Unlike many aspects of finding a facility suitable for an elderly loved one, staff to resident ratios are concrete numbers. The staff to resident ratio can go a long way in determining if an assisted living facility is the right one. Staff to resident ratio is a simple reflection of the number of staff members on the clock. This number is compared to the residents in need of care at the same time. Determining this number, comparing it to what is required by state and local laws, and identifying whether that number is right for an elderly loved one often tips the scale. Good staff to resident ratios often result in significantly better care.
Some assisted living facilities may offer their staff to resident ratios; for others, care seekers may have to ask directly. Either way, family members should ask for specifics on paper (just in case there are concerns down the road).
There are several ways that the staff to residents ratio may be given. A ratio may look like Number:Number, such as 1:4. Family members should ask for clarification as to which number is which. In this case, it might be one staff member for every four residents or one resident for every four staff members. The order makes a big difference. The ratio can also be shown as a simple number, typically less than one. A ratio of .5, for example, means there are half the number of staff members as there are residents.

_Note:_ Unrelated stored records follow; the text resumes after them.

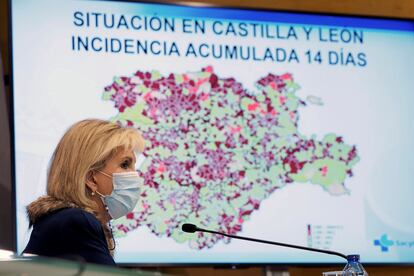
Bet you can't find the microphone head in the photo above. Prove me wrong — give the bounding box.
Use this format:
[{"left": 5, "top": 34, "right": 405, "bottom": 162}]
[{"left": 181, "top": 223, "right": 198, "bottom": 233}]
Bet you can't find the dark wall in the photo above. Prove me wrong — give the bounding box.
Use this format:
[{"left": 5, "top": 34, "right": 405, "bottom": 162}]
[{"left": 0, "top": 0, "right": 414, "bottom": 276}]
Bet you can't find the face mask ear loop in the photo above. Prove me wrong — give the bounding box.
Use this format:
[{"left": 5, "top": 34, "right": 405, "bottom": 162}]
[
  {"left": 108, "top": 221, "right": 116, "bottom": 251},
  {"left": 95, "top": 190, "right": 110, "bottom": 216}
]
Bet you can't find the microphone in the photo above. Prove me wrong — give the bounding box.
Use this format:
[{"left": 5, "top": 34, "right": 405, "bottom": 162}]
[{"left": 181, "top": 223, "right": 348, "bottom": 260}]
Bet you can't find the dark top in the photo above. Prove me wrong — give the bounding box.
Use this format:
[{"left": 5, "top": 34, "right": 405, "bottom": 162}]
[{"left": 23, "top": 208, "right": 115, "bottom": 265}]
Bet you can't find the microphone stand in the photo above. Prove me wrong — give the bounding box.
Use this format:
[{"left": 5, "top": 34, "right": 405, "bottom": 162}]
[{"left": 182, "top": 223, "right": 347, "bottom": 260}]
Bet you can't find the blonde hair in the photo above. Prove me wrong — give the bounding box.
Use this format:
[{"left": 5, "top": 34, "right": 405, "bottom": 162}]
[{"left": 47, "top": 119, "right": 144, "bottom": 215}]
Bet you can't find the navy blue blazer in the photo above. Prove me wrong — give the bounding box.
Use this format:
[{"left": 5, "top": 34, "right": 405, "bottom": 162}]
[{"left": 23, "top": 208, "right": 115, "bottom": 265}]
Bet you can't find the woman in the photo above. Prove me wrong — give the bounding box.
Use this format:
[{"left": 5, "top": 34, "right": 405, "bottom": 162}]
[{"left": 24, "top": 120, "right": 144, "bottom": 265}]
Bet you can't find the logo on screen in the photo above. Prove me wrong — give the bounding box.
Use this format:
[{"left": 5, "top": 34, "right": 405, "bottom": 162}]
[{"left": 374, "top": 234, "right": 394, "bottom": 252}]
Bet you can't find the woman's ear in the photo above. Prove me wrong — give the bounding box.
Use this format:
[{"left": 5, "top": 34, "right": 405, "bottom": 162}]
[{"left": 85, "top": 171, "right": 98, "bottom": 192}]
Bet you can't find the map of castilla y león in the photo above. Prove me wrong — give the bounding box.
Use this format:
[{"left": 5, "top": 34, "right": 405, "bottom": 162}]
[{"left": 103, "top": 66, "right": 359, "bottom": 250}]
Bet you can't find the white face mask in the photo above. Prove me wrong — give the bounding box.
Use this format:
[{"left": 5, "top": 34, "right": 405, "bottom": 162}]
[{"left": 96, "top": 171, "right": 141, "bottom": 219}]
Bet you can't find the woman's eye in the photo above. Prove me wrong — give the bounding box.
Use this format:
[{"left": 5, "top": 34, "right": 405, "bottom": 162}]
[{"left": 121, "top": 161, "right": 129, "bottom": 169}]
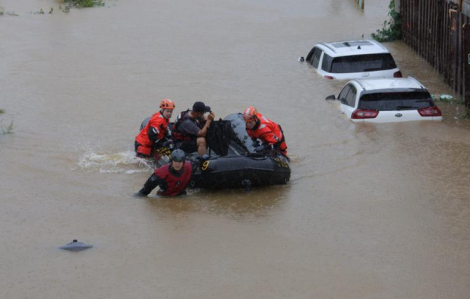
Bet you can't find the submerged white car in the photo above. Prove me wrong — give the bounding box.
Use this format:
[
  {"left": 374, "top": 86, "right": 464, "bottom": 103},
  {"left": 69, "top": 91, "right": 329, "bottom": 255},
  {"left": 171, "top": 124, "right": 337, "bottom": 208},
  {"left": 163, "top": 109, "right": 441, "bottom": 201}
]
[
  {"left": 326, "top": 77, "right": 442, "bottom": 123},
  {"left": 306, "top": 40, "right": 402, "bottom": 80}
]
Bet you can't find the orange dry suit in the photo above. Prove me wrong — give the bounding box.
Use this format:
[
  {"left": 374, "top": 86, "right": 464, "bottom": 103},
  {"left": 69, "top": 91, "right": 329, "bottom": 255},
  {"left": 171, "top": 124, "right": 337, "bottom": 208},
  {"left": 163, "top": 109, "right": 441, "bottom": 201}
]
[
  {"left": 246, "top": 113, "right": 287, "bottom": 156},
  {"left": 135, "top": 112, "right": 170, "bottom": 156}
]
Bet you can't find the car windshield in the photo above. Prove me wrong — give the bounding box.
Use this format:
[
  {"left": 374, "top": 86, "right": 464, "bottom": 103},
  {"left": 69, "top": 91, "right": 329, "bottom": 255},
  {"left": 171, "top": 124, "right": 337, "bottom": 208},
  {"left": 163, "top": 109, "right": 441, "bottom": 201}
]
[
  {"left": 358, "top": 91, "right": 434, "bottom": 111},
  {"left": 330, "top": 53, "right": 397, "bottom": 73}
]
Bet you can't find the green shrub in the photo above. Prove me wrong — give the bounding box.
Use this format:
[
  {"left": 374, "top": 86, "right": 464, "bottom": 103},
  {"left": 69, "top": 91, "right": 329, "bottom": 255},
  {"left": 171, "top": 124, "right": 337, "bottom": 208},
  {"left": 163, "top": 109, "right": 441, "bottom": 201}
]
[{"left": 371, "top": 0, "right": 401, "bottom": 42}]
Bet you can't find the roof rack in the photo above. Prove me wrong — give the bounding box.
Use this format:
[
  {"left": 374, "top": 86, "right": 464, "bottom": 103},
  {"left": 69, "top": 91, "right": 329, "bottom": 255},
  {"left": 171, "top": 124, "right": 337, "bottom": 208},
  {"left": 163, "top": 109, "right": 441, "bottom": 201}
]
[
  {"left": 320, "top": 43, "right": 336, "bottom": 53},
  {"left": 408, "top": 76, "right": 426, "bottom": 89},
  {"left": 353, "top": 79, "right": 367, "bottom": 90}
]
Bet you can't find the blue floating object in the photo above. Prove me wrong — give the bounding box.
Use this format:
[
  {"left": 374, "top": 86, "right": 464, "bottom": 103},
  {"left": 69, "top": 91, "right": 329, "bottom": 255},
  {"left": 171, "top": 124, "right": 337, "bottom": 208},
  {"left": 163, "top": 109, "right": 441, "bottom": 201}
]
[{"left": 59, "top": 240, "right": 93, "bottom": 251}]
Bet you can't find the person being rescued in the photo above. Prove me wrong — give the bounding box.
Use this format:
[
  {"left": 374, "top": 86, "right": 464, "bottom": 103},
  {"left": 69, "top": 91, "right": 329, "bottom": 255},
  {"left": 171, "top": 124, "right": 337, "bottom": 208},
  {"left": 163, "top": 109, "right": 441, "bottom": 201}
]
[
  {"left": 172, "top": 102, "right": 215, "bottom": 157},
  {"left": 135, "top": 149, "right": 195, "bottom": 197},
  {"left": 243, "top": 106, "right": 287, "bottom": 157},
  {"left": 135, "top": 99, "right": 175, "bottom": 158}
]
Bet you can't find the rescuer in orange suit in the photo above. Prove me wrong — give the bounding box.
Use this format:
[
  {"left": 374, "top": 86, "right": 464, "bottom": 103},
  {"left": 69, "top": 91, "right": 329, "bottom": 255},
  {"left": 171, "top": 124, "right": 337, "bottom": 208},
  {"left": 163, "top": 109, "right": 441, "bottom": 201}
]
[
  {"left": 135, "top": 99, "right": 175, "bottom": 158},
  {"left": 243, "top": 106, "right": 287, "bottom": 157}
]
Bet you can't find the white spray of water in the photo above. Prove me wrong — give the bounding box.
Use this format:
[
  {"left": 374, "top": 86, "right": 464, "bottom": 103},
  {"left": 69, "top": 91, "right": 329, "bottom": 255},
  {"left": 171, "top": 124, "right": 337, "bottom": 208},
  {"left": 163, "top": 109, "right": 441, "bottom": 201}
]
[{"left": 78, "top": 149, "right": 155, "bottom": 174}]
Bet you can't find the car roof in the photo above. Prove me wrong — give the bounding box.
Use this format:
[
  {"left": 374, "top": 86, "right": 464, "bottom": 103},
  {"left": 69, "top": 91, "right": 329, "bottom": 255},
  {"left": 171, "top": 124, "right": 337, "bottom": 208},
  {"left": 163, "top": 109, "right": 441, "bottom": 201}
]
[
  {"left": 350, "top": 77, "right": 425, "bottom": 90},
  {"left": 316, "top": 40, "right": 390, "bottom": 57}
]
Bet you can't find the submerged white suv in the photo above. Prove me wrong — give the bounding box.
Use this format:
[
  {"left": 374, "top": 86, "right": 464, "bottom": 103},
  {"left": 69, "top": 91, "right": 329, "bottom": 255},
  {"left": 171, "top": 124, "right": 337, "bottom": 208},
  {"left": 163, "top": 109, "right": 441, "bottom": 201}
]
[
  {"left": 326, "top": 77, "right": 442, "bottom": 123},
  {"left": 306, "top": 40, "right": 402, "bottom": 80}
]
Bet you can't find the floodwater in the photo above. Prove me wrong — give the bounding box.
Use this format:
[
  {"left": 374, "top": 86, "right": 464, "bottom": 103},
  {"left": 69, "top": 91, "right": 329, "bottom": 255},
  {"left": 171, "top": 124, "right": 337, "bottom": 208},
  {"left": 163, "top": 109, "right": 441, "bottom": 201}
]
[{"left": 0, "top": 0, "right": 470, "bottom": 299}]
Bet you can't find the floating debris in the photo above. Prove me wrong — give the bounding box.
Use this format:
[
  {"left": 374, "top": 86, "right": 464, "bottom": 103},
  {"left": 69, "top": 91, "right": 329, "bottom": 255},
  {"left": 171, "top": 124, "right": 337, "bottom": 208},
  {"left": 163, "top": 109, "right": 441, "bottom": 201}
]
[
  {"left": 431, "top": 94, "right": 454, "bottom": 102},
  {"left": 59, "top": 240, "right": 93, "bottom": 251}
]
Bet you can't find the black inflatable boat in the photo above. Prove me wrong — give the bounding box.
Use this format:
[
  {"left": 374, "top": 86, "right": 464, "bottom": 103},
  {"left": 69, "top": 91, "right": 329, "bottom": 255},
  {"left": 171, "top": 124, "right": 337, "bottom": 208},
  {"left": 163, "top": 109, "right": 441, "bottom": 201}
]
[{"left": 142, "top": 114, "right": 291, "bottom": 189}]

Another important inquiry regarding this number is whether it includes administrative or secretarial staff. Although these people are vital to the day-to-day operations of a given facility, often they do not interact with or provide direct care for residents. Some facilities will include these staff members in the ratio, which can be misleading. Family members may think there will be more people providing social interaction and handling health care needs than actually do. It is important to ask for the number of administrative, secretarial, and custodial staff separately, if possible, and note it. Only one secretary for a large facility, for example, may indicate potential problems with processing paperwork or getting hold of an administrator when necessary.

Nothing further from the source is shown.